Scribble to Erase on Goodnotes for Windows, Web, and Android, Powered by ONNX Runtime
By:
Pedro Gómez, Emma Ning18TH NOVEMBER, 2024
For the last three years, the Goodnotes engineering team has been working on a project to bring the successful iPad notetaking app to other platforms like Windows, Web, and Android. This post covers how the 2022 iPad app of the year implemented one of the top most AI-requested features, scribble to erase, for the three platforms, at the same time, using ONNX Runtime.
📝 What is Scribble to Erase?
We are all humans, so we all make mistakes. Scribble to erase is a simple feature that lets the user delete content without using the eraser by just writing a scribble on top of the previously created content.

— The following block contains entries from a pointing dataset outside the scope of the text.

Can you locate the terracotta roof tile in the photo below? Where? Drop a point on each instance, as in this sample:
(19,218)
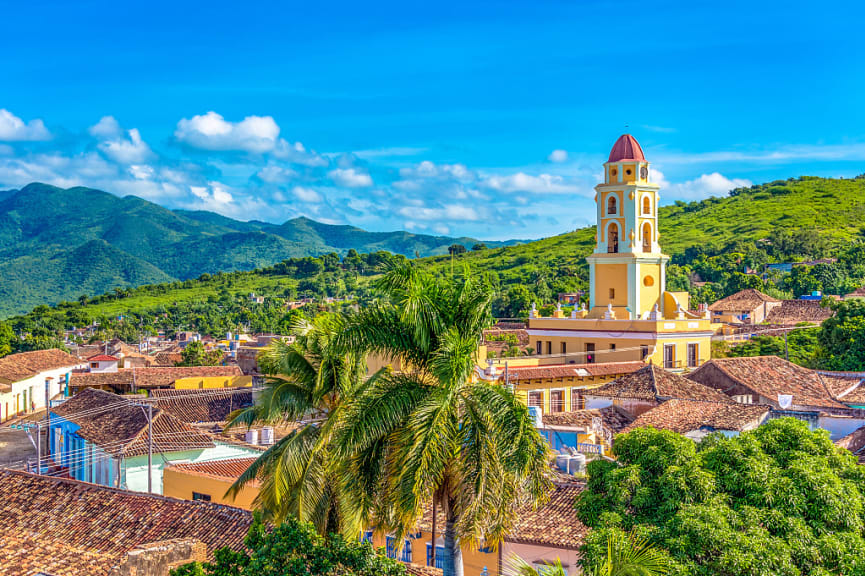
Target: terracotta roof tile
(686,415)
(71,528)
(796,311)
(150,376)
(17,367)
(743,300)
(768,376)
(613,417)
(116,425)
(204,405)
(654,383)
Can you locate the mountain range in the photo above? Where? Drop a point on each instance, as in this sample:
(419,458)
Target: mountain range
(57,244)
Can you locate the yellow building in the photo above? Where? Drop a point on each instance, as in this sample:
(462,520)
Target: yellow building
(631,315)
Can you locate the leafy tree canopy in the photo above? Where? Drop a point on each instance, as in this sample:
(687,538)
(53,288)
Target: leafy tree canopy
(779,500)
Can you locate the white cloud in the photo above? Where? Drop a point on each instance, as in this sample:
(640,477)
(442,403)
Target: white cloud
(13,129)
(211,131)
(558,156)
(350,178)
(306,194)
(540,184)
(706,185)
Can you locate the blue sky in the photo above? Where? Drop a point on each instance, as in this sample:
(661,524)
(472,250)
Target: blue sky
(489,119)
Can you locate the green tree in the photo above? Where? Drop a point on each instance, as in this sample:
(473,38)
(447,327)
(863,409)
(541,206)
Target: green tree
(299,475)
(429,434)
(294,548)
(780,500)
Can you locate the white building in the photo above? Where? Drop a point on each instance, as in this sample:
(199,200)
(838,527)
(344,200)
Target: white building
(28,378)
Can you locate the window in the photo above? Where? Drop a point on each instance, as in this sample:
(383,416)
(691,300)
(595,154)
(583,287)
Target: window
(577,400)
(536,398)
(669,355)
(557,401)
(693,355)
(613,238)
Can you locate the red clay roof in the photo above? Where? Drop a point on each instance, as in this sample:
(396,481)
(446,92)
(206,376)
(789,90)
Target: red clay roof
(229,470)
(654,383)
(744,300)
(769,376)
(686,415)
(69,528)
(17,367)
(626,148)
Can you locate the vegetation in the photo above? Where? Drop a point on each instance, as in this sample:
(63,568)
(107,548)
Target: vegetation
(299,476)
(777,500)
(294,548)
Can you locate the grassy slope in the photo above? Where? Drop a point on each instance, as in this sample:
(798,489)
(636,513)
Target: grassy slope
(836,208)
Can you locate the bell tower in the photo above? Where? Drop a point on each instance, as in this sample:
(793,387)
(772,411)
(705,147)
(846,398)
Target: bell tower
(627,268)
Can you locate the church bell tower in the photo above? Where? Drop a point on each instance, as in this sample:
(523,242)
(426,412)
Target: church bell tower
(627,268)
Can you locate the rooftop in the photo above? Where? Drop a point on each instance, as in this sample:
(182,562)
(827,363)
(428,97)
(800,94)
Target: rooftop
(626,148)
(202,405)
(614,418)
(117,426)
(743,300)
(654,383)
(769,376)
(71,528)
(686,415)
(17,367)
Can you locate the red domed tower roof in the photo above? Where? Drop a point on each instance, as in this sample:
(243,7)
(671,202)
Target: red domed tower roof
(626,148)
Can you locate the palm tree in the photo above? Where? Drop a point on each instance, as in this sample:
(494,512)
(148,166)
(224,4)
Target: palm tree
(299,475)
(627,555)
(431,434)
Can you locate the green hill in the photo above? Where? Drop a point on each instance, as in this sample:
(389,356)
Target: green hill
(57,244)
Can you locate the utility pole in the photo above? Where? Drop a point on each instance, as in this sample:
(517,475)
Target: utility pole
(150,448)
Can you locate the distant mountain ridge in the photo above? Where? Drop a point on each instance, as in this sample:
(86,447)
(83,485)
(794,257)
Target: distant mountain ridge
(56,244)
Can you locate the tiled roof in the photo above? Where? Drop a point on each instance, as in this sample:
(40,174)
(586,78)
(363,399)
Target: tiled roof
(796,311)
(229,470)
(742,300)
(204,405)
(69,528)
(17,367)
(555,524)
(770,376)
(572,370)
(117,426)
(654,383)
(613,417)
(150,377)
(686,415)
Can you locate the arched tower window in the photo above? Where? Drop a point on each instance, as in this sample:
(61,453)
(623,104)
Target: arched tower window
(613,238)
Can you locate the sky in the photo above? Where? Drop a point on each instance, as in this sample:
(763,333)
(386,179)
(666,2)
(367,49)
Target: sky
(483,119)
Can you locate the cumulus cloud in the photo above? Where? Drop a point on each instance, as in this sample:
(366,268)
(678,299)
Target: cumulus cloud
(14,129)
(211,131)
(558,156)
(306,194)
(706,185)
(350,178)
(540,184)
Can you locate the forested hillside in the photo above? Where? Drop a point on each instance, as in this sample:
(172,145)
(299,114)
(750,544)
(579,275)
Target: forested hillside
(57,244)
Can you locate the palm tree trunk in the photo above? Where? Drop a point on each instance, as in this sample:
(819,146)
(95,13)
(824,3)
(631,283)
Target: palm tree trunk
(453,560)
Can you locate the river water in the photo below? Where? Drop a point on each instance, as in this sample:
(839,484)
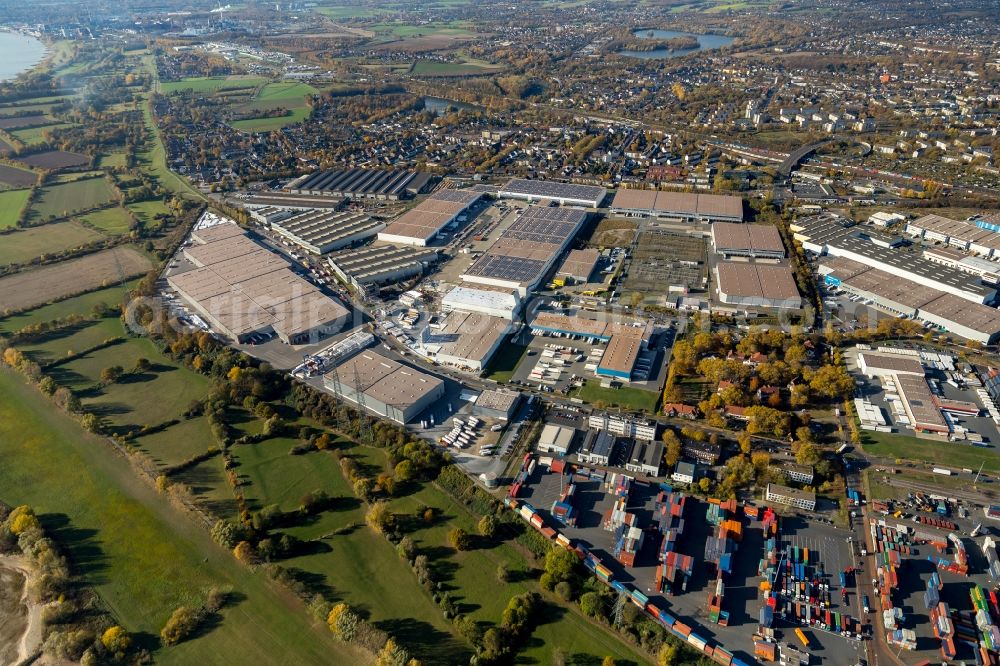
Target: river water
(18,53)
(705,43)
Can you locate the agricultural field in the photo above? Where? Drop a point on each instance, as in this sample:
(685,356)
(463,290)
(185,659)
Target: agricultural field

Any note the user wrote before, no matter what you wrote can be deleted with a simple scribble gesture. This feature may look quite simple for the user, but quite complex from the engineering point of view.
This was the first feature the Goodnotes engineering team released for Windows, Web, and Android using Artificial Intelligence, thanks to ONNX Runtime, which offers high-performance model inference cross platforms for Edge AI. The team used an in-house trained model for this project and evaluated on-device from three different platforms.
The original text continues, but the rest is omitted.